IBGE: pandemia afasta mais mulheres que homens
Se já não é novidade que as mulheres são pior remuneradas que os homens – dados do Dieese de 2019 mostram que uma mulher negra recebe menos da metade do que um homem branco –, durante a pandemia de Covid-19 18% delas está afastada do mercado de trabalho formal, enquanto entre a parcela de homens desempregados se manteve em 11%, segundo o IBGE.
Para o IBGE, o percentual elevado de afastamento das trabalhadoras domésticas ajuda a explicar a diferença. Mas os números são frios e estatísticas não são o suficiente para elucidar a realidade concreta.
Afinal, durante a pandemia também ficou ainda mais comprovado que as mulheres sofrem mais com duplas e triplas jornadas, mesmo em um momento em que os homens estão mais em casa devido ao teletrabalho imposto pelo isolamento social. Esta sobrecarga de trabalho não é à toa: 70% da mão de obra do setor de Saúde (o mais atingido pela pandemia) é composta por profissionais do sexo feminino, como indica um estudo da Fiocruz. Portanto, as mulheres são maioria na linha de frente contra a Covid-19.

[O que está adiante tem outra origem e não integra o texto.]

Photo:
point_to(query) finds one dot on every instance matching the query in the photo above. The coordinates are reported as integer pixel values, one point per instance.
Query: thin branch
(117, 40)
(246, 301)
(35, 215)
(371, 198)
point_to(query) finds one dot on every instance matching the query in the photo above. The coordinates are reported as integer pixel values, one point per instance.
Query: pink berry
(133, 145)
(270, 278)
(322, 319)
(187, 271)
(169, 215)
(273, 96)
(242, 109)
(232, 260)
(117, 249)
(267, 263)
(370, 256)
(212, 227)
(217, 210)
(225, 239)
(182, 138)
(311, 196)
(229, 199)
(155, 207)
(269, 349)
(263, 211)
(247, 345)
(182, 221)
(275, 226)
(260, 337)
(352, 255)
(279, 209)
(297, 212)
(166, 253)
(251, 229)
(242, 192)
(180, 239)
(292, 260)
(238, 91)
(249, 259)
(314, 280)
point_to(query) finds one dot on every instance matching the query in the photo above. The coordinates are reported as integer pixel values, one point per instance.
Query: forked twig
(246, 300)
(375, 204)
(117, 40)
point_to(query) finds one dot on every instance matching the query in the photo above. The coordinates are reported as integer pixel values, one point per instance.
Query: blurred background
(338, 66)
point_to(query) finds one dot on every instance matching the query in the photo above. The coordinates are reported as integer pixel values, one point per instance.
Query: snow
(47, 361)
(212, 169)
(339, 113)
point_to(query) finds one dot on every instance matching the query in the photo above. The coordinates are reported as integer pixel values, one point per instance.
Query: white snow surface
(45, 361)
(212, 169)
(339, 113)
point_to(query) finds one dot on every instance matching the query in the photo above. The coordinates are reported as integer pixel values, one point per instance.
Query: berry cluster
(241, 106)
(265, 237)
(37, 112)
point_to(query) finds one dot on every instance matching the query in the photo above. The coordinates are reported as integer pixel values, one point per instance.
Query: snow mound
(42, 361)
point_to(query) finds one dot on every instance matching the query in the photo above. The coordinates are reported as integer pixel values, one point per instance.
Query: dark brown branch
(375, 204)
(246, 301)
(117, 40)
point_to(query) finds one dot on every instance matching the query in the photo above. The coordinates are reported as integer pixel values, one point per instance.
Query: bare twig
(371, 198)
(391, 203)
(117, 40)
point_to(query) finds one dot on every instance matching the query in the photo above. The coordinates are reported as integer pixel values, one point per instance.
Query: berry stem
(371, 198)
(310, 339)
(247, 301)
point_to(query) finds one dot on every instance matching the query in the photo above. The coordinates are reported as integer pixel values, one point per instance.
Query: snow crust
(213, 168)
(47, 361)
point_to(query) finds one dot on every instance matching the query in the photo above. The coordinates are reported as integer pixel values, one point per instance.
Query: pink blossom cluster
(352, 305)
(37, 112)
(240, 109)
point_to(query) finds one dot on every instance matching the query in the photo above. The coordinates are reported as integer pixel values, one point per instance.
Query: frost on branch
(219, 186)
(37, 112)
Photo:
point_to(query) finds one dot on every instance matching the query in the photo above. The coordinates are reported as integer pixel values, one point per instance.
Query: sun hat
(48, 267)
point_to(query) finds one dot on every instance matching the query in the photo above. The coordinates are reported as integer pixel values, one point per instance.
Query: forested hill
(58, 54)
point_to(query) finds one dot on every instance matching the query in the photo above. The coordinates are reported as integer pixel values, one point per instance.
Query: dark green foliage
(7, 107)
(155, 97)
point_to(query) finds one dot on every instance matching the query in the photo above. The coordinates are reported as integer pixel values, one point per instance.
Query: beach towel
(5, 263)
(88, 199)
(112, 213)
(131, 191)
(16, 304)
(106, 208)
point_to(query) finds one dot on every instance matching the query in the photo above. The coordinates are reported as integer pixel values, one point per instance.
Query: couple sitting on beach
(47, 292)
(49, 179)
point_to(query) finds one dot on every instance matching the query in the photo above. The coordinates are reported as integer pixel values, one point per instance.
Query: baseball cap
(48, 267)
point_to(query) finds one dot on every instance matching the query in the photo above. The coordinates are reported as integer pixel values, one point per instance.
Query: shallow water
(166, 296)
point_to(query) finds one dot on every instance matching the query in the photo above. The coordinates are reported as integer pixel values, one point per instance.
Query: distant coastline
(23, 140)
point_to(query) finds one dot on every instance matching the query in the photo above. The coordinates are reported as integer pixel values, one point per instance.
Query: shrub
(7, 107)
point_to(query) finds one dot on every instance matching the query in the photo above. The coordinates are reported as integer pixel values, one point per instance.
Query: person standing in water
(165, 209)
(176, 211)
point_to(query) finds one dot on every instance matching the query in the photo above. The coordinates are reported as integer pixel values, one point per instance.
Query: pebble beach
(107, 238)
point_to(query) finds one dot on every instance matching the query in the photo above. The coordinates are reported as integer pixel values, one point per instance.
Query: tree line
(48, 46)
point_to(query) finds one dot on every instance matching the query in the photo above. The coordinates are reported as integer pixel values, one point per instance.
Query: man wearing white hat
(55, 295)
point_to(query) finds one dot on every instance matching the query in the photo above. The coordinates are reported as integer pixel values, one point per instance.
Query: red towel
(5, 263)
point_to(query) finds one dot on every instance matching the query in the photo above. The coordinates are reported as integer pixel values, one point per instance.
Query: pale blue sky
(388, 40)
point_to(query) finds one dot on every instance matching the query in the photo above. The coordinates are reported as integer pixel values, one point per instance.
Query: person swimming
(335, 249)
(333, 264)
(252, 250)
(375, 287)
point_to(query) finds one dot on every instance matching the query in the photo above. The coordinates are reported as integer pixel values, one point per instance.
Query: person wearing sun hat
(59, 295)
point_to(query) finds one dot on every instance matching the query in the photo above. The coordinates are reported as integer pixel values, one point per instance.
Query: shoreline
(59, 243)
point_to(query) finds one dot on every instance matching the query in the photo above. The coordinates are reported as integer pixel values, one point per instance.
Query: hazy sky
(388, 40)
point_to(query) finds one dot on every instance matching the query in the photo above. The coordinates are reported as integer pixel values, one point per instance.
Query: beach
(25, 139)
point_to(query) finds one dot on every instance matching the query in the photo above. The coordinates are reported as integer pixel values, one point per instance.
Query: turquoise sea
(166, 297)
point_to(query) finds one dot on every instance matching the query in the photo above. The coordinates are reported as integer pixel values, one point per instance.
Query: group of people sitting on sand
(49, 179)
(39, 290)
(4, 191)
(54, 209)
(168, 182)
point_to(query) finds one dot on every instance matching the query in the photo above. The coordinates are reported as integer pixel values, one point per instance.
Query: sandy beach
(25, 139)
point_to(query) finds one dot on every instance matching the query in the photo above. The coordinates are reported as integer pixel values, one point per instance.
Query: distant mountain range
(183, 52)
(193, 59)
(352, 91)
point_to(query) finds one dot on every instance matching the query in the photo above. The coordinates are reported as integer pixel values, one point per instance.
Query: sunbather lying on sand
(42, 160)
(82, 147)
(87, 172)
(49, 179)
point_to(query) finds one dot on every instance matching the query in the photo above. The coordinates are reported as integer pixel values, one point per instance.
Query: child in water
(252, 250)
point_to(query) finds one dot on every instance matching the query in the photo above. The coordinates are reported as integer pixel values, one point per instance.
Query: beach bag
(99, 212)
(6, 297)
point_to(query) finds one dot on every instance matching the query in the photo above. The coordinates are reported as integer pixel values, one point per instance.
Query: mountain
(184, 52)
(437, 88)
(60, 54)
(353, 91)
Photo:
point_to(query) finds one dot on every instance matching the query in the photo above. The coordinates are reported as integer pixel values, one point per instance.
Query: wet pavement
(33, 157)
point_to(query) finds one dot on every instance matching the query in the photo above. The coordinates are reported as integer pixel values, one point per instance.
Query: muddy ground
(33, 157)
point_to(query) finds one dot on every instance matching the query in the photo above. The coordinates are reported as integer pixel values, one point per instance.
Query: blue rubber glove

No INSS, as mulheres são maioria absoluta. Em documento de 2015, quando a autarquia possuía 37 mil servidores(as) – hoje estima-se que mais de 15 mil trabalhadores(as) tenham se aposentado desde então – elas representavam 55% do total da força de trabalho.
Quando se argumenta que a produtividade na autarquia aumentou depois que foi adotado o teletrabalho emergencial diante do risco de saúde com a abertura das agências do INSS, já que o estoque de processos represados reduziu substancialmente, é preciso considerar que muitas servidoras estiveram progressivamente mais expostas a jornadas duplas e triplas. E mesmo assim, mantiveram o excelente trabalho.
Resistir é preciso
25 de julho é marcado pelo Dia da Mulher Negra Latinoamericana e Caribenha, data reconhecida desde 1992 pela ONU, após a realização do primeiro Encontro de Mulheres Negras Latinas e Caribenhas, em Santo Domingo, República Dominicana. Na América Latina e no Caribe, 200 milhões de pessoas se identificam como afrodescendentes, de acordo com a Associação Mujeres Afro. No país, 25 de julho também é Dia Nacional de Tereza de Benguela. “Rainha Tereza”, como ficou conhecida em seu tempo, liderou o Quilombo de Quariterê, no século XVIII no Vale do Guaporé, atual Mato Grosso. Saiba mais aqui sobre ela.
A data, portanto, carrega um enorme simbolismo, assim como o 8 de Março, Dia Internacional da Mulher, e o 20 de novembro, Dia da Consciência Negra, no Brasil. Embora importante, o simbolismo precisa ser levado às ações práticas.
É preciso resistir ao patriarcalismo, ao machismo, ao sexismo, ao racismo, à homofobia. Seja nas pequenas ações, seja em grandes mobilizações. O mundo está cada vez mais atento a questões raciais, em especial após o covarde assassinato de George Floyd nos Estados Unidos da América, que gerou grande revolta popular naquele país, e de lá se espalhando pelo mundo.
A luta social é essencial e necessária ferramenta para as mudanças na nossa sociedade. Parafraseando Rosa de Luxemburgo, somente com luta é possível construirmos um mundo onde sejamos socialmente iguais, humanamente diferentes e totalmente livres.
Viva Tereza de Benguela! Viva a mulher negra!